The COVID-19 pandemic has had a disproportionate impact on 2SLGBTQ+ people who continue to face higher rates of homelessness and worsening mental health.
According to survey findings of an ongoing study being led by Dr. Alex Abramovich, Independent Scientist with the Institute for Mental Health Policy Research at CAMH, 2SLGBTQ+ young people (14-29 years) are at risk of, and experiencing, homelessness in the Greater Toronto Area and surrounding areas, and approximately 36% of respondents had attempted suicide during the pandemic.
For transgender people, the pandemic has also greatly reduced access to gender-affirming health care. According to the report, among transgender participants, 64% reported having to postpone or cancel transition-related medical appointments and 50% had to postpone or cancel a transition-related surgery or surgeries due to COVID-19. This has had detrimental impacts on the mental health of transgender people.
“Even prior to the pandemic, 2SLGBTQ+ people already experienced higher rates of depression, anxiety and suicidality. The impacts of the COVID pandemic have resulted in worsened mental health for far too many 2SLGBTQ+ individuals,” said Alex Abramovich, CAMH independent scientist and the lead author of this report published in The Public Library of Science (PLOS).

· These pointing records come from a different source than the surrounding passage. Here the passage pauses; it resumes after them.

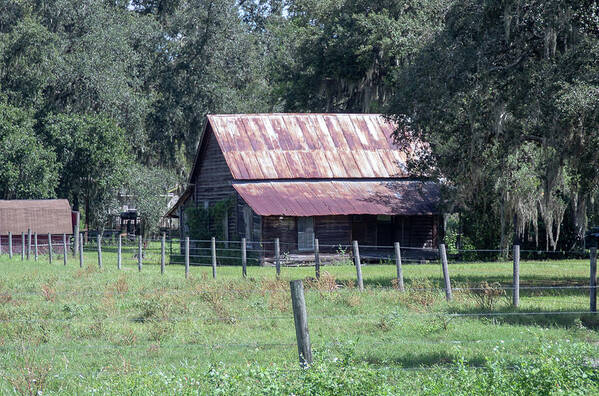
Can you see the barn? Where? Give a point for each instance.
(46, 216)
(296, 177)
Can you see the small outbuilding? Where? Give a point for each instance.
(296, 177)
(46, 216)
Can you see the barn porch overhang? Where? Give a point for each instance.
(341, 197)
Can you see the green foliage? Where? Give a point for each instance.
(148, 187)
(505, 94)
(342, 55)
(95, 158)
(28, 169)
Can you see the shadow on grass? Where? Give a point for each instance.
(471, 281)
(427, 359)
(534, 317)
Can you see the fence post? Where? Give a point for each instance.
(80, 238)
(213, 252)
(593, 283)
(398, 266)
(443, 255)
(76, 234)
(64, 249)
(50, 248)
(243, 258)
(119, 252)
(28, 243)
(300, 317)
(162, 253)
(139, 253)
(99, 239)
(358, 265)
(316, 258)
(35, 251)
(186, 257)
(22, 246)
(278, 257)
(516, 281)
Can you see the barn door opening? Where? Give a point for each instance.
(305, 233)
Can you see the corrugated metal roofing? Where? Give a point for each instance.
(41, 216)
(308, 146)
(322, 198)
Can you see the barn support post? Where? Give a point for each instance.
(213, 253)
(358, 265)
(186, 257)
(300, 318)
(35, 250)
(28, 243)
(64, 249)
(278, 257)
(99, 239)
(22, 246)
(516, 277)
(400, 284)
(50, 252)
(76, 238)
(163, 253)
(243, 258)
(316, 258)
(139, 253)
(119, 252)
(443, 254)
(593, 283)
(80, 238)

While the pandemic has worsened the negative impacts on this group of people who already face significant barriers, a lack of access to safe healthcare for transgender people was a serious challenge before the onset of the pandemic. According to a Trans PULSE Project, 21% of transgender people reported avoiding a visit to the emergency department because of previous stigma and discrimination they faced as a result of their gender identity.

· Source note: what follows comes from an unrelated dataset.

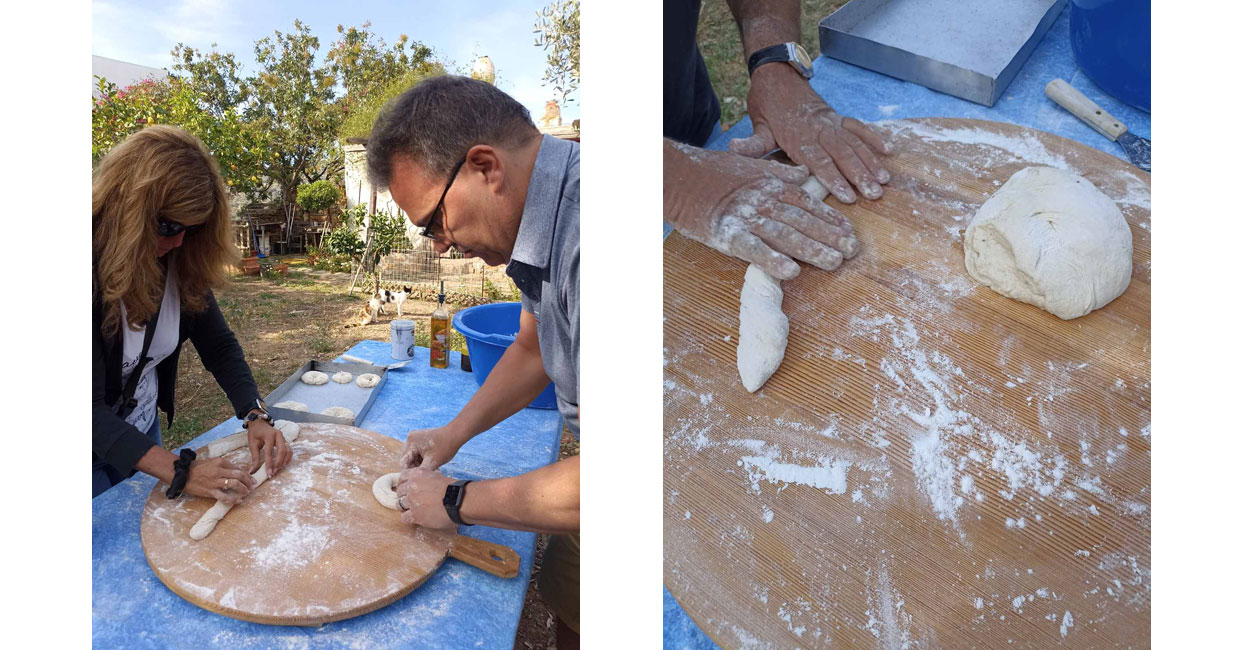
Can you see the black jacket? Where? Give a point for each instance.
(119, 443)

Recognizing the gap in access to safe and affirming health care for transgender people, in 2018, CAMH, in partnership with Sherbourne Health and SickKids, launched a new initiative focused on trans and gender-diverse healthcare through ECHO Ontario Mental Health.
“ECHO Ontario Mental Health is about increasing capacity across the health care system in Ontario so that people can get the care they need closer to home,” said Carey Lawford, Social Worker in the Adult Gender Identity Clinic.
Through virtual training and capacity building using multipoint video conferencing, this initiative has provided a trans-affirming space for health care providers from across the province to learn from one another about medical transition, with a focus on delivering trans and gender-diverse health care to their patients.
In 2017, the Gender Identity Clinic was expanding virtual care to accommodate clients that were being referred from all over the province. The clinic saw a large influx of referrals and questions from primary care providers across the province as a result of new policy changes that would enable them to refer clients to gender-affirming surgeries. It quickly became apparent how beneficial ECHO could be in supporting primary care providers with this policy change. Through the efforts of the Gender Identity Clinic and funding from the Ministry of Health, this ECHO has been successful in achieving its intended goals.
Since its launch in May 2018, ECHO Ontario Trans Gender and Diverse Healthcare (ECHO TGDH) has delivered 57 sessions to 270 providers from 192 organizations across Ontario. Following their participation in the ECHO group, care providers reported an 80% increase in their perceived competence to deliver transgender and gender-diverse healthcare to their patients.
“This program has significantly increased our teams’ knowledge and ability to meet the needs of our gender diverse patients. We no longer have to send our patients 6+ hours out of town to get the health care they need.” –Participant Social Worker, ECHO Ontario Trans & Gender Diverse Healthcare.
The pandemic has had some positives when it comes to changes in the health care system for trans patients. Due to some primary care providers like family doctors having more downtime, registration doubled in the first Trans & Gender Diverse Health Care ECHO cohort after the start of the pandemic.
“Clinicians not directly contributing to the fight against COVID-19 perhaps had more time and/or greater flexibility from home to pursue professional development,” said Lawford. “ECHO Ontario Mental Health creates this wonderful community of practice and decreases social isolation, which has impacted all of us. We meet weekly over Zoom and pool together our resources to find ways to support the trans patients who need care.”
While there is much work that still needs to be done to further increase healthcare capacity for transgender people, CAMH is encouraged to see the positive steps that this ECHO group has made towards increasing access to gender-affirming health care across the province.